Des tableaux de maître aux auteurs confidentiels, Laetitia Vallier, restauratrice-conservatrice fraîchement diplômée, répare et bichonne chaque détail de la peinture au cadre en passant par la tension du support.
Agée de 23 ans, cette passionnée a installé son atelier dans la salle à manger du domicile familial, à Sucy-en-Brie.
Diplômée de l’école de Condé en novembre 2015, elle s’est lancée tout de suite dans l’aventure entrepreneuriale, sous le statut de micro-entreprise, en lançant son Atelier Héritage. “J’ai eu une belle opportunité immédiatement. Un musée national du Luxembourg, au sein duquel j’avais fais un stage pendant mes cinq années de formation, m’a proposé la restauration d’une vingtaine d’œuvres” , confie la professionnelle. Dans ce milieu concurrentiel où les premières années d’activité peuvent être compliquées, la visibilité offerte par la proposition de la Villa Vauban a convaincu la jeune femme de se lancer. “Mon père est plombier, il sait ce que c’est que monter son entreprise” , explique la jeune fille. A peine quelques semaines après l’obtention de son diplôme, Laetitia a ainsi reçu douze œuvres dans son salon! “Les œuvres restantes sont trop prestigieuses pour quitter le territoire ou ne nécessitent pas une grosse restauration, j’irais donc les soigner sur place” , précise Laetitia Vallier. Légués récemment par deux collectionneurs privés, l’ensemble de ces œuvres feront l’objet d’une exposition spéciale à la Villa Vauban, à partir de septembre prochain.
Soigner : c’est bien le verbe employé par Laetitia, qui se qualifie “comme un médecin des œuvres d’arts.
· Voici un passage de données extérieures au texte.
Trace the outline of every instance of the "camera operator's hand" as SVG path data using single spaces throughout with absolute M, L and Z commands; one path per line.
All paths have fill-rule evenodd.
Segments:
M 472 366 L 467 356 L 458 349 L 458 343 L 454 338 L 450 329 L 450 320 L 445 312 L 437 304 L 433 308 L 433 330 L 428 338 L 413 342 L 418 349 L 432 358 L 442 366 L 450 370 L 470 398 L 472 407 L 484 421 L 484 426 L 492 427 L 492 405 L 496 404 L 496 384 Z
On soigne vraiment ces peintures, ces céramiques et ces papiers. Parfois, il s’agit d’un coup de bichonnage. Mais encore faut-il que l’oeuvre accepte nos traitements !” lance-t-elle. Solvants, rigidité de la couche de peinture, encadrement : les soins apportés par Laetitia sont parfois “rejetés” par une oeuvre, pour des raisons d’incompatibilité chimique par exemple . “Heureusement, on fait toujours des tests avant, cela fait partie de la déontologie des restaurateurs. Tout ce qu’on fait doit être réversible” , rassure l’entrepreneuse qui réalise un reportage photo précis de son travail, rapport à l’appui, avant de le remettre à ses clients et d’en conserver un exemplaire. “Comme cela, si dans 100 ans quelqu’un veut restaurer ce tableau, il aura la trace de ce qui a été fait. Cela nous ferait gagner du temps si dans le passé, les restaurateurs avaient pris cette habitude” , sourit-elle. “Beaucoup pensent qu’il s’agit de remettre un peu de peinture dans les trous, mais c’est beaucoup plus complexe que cela : on doit aussi retravailler la tension de la toile, le support de l’oeuvre, parfois le cadre aussi… C’est un métier magnifique dont les techniques évoluent chaque année!”
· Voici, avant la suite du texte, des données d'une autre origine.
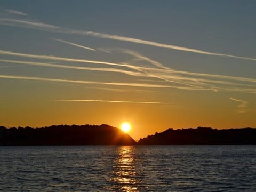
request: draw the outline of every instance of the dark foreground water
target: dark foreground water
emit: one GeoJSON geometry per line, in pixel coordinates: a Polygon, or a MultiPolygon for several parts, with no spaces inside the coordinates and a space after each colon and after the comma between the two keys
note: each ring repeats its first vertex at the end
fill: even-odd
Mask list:
{"type": "Polygon", "coordinates": [[[0,190],[256,191],[256,146],[0,146],[0,190]]]}

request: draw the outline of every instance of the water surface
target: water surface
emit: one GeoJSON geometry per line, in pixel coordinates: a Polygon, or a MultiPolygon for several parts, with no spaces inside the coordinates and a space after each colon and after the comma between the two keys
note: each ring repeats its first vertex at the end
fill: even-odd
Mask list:
{"type": "Polygon", "coordinates": [[[256,191],[256,146],[0,146],[2,191],[256,191]]]}

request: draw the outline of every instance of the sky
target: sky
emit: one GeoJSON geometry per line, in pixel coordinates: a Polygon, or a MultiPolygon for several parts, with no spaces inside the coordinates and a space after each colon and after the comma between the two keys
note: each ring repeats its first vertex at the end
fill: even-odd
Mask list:
{"type": "Polygon", "coordinates": [[[255,1],[0,2],[0,125],[256,127],[255,1]]]}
A l’origine de cette aventure, un goût pour les œuvres anciennes, mûri depuis l’école primaire et les sorties familiales au musée guidées par son père passionné d’histoire. Laetitia sait dès cet époque qu’elle veut devenir archéologue ou restauratrice. “Au musée, on peut admirer les œuvres, et c’est super. Mais j’avais envie d’une relation privilégiée avec elles : je voulais pouvoir les toucher, les manipuler“, se souvient-elle. Dès le lycée, elle choisit de suivre une filière en arts appliqués au lycée Claude-Nicolas Ledoux de Vincennes.
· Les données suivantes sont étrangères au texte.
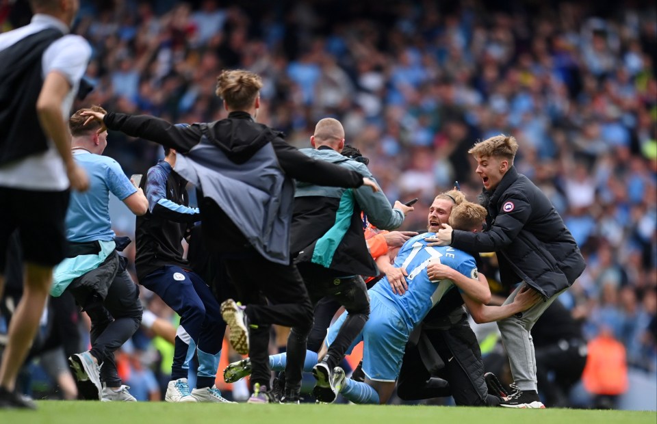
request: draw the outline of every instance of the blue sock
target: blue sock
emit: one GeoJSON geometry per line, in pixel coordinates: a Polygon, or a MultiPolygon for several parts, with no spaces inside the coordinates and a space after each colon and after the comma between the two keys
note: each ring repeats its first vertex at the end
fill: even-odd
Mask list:
{"type": "MultiPolygon", "coordinates": [[[[315,364],[317,364],[317,352],[307,350],[306,358],[303,361],[303,371],[309,373],[313,371],[313,367],[314,367],[315,364]]],[[[287,354],[270,355],[269,366],[272,368],[272,371],[285,371],[285,365],[287,365],[287,354]]]]}
{"type": "Polygon", "coordinates": [[[372,387],[348,378],[344,380],[344,387],[340,393],[345,399],[355,403],[374,403],[378,405],[378,393],[372,387]]]}
{"type": "Polygon", "coordinates": [[[269,366],[272,371],[285,371],[287,363],[287,354],[285,352],[269,356],[269,366]]]}
{"type": "Polygon", "coordinates": [[[306,351],[306,358],[303,361],[303,371],[309,373],[313,371],[313,367],[317,365],[317,352],[311,350],[306,351]]]}
{"type": "Polygon", "coordinates": [[[216,354],[208,354],[200,349],[196,349],[196,355],[198,357],[198,377],[196,377],[196,388],[212,387],[217,374],[217,368],[221,359],[221,351],[216,354]]]}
Une fois étudiante et en stage au Luxembourg, elle manipule des œuvres des grands peintres flamands des XVIe et XVIIe siècle, comme Pieter Brueghel l’Ancien. A Malte ensuite, en stage à Heritage Malta, un service gouvernemental d’archéologie, Laetitia assiste à une restauration d’une peinture du Caravage. Aujourd’hui, c’est sur des tableaux du XXe siècle qu’elle s’attelle avec ses outils. “La collection que m’a confiée le musée de Luxembourg a été réalisée entre 1920 et 1960, mais j’ai aussi récemment restauré un tableau d’art contemporain.”